Wheen wrote to individuals, rather than to his family as a whole, and the content, tone, and length of his wartime letters varied, depending on whether the recipients were his parents, younger siblings, his older brother, who was also serving in France, or old schoolfriends. When writing to his mother, for instance, he often recalled happy or amusing times in Australia, avoiding subjects likely to upset her. The postwar selections do not have the same variety. Friends and even most of his siblings soon disappear from the scene. From 1950 onwards, almost all the letters were written to his daughter Gretchen, who had settled in Australia.

The later letters are mostly a record of Wheen’s private life. It was, in many respects, a sad life, as he dealt with financial worries, a difficult marriage, the death of his younger daughter, and worsening health. Wheen did not indulge in self-pity, but he could be self-deprecatory. In 1953 he told Gretchen, ‘I am become conscious that my coat cuffs are frayed; my underpants are full of holes. My bladder is too small. My memory is not good. My hair is growing thin. My name in short is Alfred J. Prufrock.’ Yet the letters were seldom dull and he had the ability to write about simple things – farm work, the daily train journey to London, books, art classes – with imagination, humour, and whimsy. He said, however, very little about his work as a translator or as Keeper of the Library at the Victoria and Albert Museum. His colleagues at the Museum held him in high esteem and, when he retired in 1962, Aldwyth wrote that he had ‘spent his life in wonderful conditions’. But the challenges of his professional work, and the satisfactions that they brought him, are largely missing from the book.

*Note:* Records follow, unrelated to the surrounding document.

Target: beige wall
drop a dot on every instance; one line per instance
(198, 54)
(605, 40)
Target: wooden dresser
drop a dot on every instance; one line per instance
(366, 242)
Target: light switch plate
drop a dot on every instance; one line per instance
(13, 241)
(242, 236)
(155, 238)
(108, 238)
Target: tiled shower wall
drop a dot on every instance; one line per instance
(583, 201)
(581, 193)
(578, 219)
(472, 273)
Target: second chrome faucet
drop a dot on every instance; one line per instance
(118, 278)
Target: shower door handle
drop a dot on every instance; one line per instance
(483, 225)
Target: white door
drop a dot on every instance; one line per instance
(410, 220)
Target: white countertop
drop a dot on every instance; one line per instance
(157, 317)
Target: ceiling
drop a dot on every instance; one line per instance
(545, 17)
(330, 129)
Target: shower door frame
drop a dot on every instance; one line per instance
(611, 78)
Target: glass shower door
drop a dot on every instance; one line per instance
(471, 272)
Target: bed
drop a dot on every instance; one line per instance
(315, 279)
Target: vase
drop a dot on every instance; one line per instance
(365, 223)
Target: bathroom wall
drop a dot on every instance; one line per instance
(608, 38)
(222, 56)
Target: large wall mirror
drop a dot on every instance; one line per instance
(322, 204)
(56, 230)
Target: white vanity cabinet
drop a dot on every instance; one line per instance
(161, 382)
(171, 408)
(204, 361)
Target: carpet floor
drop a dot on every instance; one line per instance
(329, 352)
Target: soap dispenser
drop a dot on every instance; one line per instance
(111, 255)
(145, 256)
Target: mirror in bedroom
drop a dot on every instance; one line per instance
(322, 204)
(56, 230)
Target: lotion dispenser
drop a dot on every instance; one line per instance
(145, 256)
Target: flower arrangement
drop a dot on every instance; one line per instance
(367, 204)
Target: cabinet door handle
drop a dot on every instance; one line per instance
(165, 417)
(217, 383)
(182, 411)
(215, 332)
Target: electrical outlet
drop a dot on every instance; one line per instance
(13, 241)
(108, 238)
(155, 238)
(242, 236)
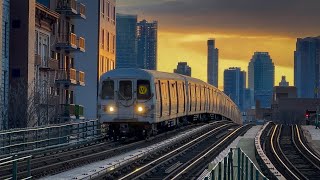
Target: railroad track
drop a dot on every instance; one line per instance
(185, 160)
(63, 161)
(292, 155)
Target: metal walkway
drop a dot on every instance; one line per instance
(19, 141)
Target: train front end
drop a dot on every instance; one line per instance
(126, 104)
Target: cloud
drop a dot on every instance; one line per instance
(260, 17)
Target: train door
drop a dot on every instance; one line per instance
(158, 99)
(125, 106)
(173, 97)
(164, 99)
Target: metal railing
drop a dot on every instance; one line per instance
(68, 110)
(79, 111)
(14, 161)
(81, 43)
(236, 165)
(66, 5)
(81, 77)
(30, 139)
(53, 64)
(67, 39)
(81, 9)
(67, 74)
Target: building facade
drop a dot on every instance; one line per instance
(100, 57)
(283, 82)
(213, 63)
(43, 73)
(147, 39)
(235, 85)
(183, 68)
(261, 78)
(4, 61)
(306, 67)
(126, 50)
(248, 99)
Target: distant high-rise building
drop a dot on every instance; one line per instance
(183, 68)
(4, 61)
(147, 37)
(306, 67)
(235, 85)
(283, 82)
(100, 57)
(248, 99)
(213, 58)
(126, 41)
(261, 78)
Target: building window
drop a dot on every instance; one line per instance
(16, 23)
(15, 73)
(102, 7)
(113, 43)
(5, 39)
(108, 10)
(108, 41)
(102, 38)
(53, 55)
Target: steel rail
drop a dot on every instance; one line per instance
(171, 152)
(204, 155)
(275, 152)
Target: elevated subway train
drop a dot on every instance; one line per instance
(138, 102)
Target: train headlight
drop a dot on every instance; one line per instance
(111, 109)
(140, 109)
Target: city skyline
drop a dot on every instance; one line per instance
(185, 38)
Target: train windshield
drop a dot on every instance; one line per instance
(125, 90)
(107, 90)
(143, 90)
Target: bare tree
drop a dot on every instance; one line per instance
(30, 106)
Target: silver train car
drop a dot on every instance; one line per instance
(138, 102)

Family letters have their limitations. It is a pity that Crothers did not widen her selection to include correspondence in public collections. There are, for instance, many letters from Wheen in the archives of Marcel Aurousseau and Herbert Read, and it is likely there are others in the large Remarque archive and elsewhere. The letters to Aurousseau, held in the National Library, give the impression that Wheen enjoyed London literary life, regularly lunching with Read, T.S. Eliot, and other writers, attending lectures, passing judgement on new poems and old poets, and continuing his translations of German novels. The inclusion of letters of this kind, combined with the family letters, might have created a fuller portrait of a complex man.

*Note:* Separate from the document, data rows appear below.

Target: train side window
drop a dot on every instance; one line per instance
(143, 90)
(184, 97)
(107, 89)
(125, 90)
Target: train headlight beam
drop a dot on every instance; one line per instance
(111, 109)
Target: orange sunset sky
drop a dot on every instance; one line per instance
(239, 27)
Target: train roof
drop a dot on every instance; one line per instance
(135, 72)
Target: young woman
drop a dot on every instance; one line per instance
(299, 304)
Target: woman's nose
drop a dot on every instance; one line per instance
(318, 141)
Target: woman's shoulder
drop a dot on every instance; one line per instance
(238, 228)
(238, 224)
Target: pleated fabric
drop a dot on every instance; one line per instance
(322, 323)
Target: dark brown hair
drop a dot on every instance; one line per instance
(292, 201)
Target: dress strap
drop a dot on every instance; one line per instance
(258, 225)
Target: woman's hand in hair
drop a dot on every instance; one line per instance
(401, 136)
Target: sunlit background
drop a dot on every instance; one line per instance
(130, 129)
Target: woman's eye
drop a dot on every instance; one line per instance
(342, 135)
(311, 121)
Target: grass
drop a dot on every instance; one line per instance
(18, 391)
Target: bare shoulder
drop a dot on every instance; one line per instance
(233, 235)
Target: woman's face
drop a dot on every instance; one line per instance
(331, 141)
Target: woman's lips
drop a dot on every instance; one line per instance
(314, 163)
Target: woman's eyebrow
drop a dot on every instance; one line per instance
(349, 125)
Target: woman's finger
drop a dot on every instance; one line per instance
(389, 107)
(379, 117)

Wheen lived at a time when international phone calls were rare events and when letters were the main form of long-distance communication. It is fortunate that his family admired his writing and kept so many of his letters. Tanya Crothers, who is a niece of Aldwyth Wheen, has based her selection on this family archive and, in filling in some of the background, has drawn on the memories of Gretchen Wheen. She has produced a handsome volume, beautifully illustrated with photographs and drawings. It should ensure that Arthur Wheen is remembered in his native land as an outstanding letter-writer, and not simply as the translator of All Quiet on the Western Front.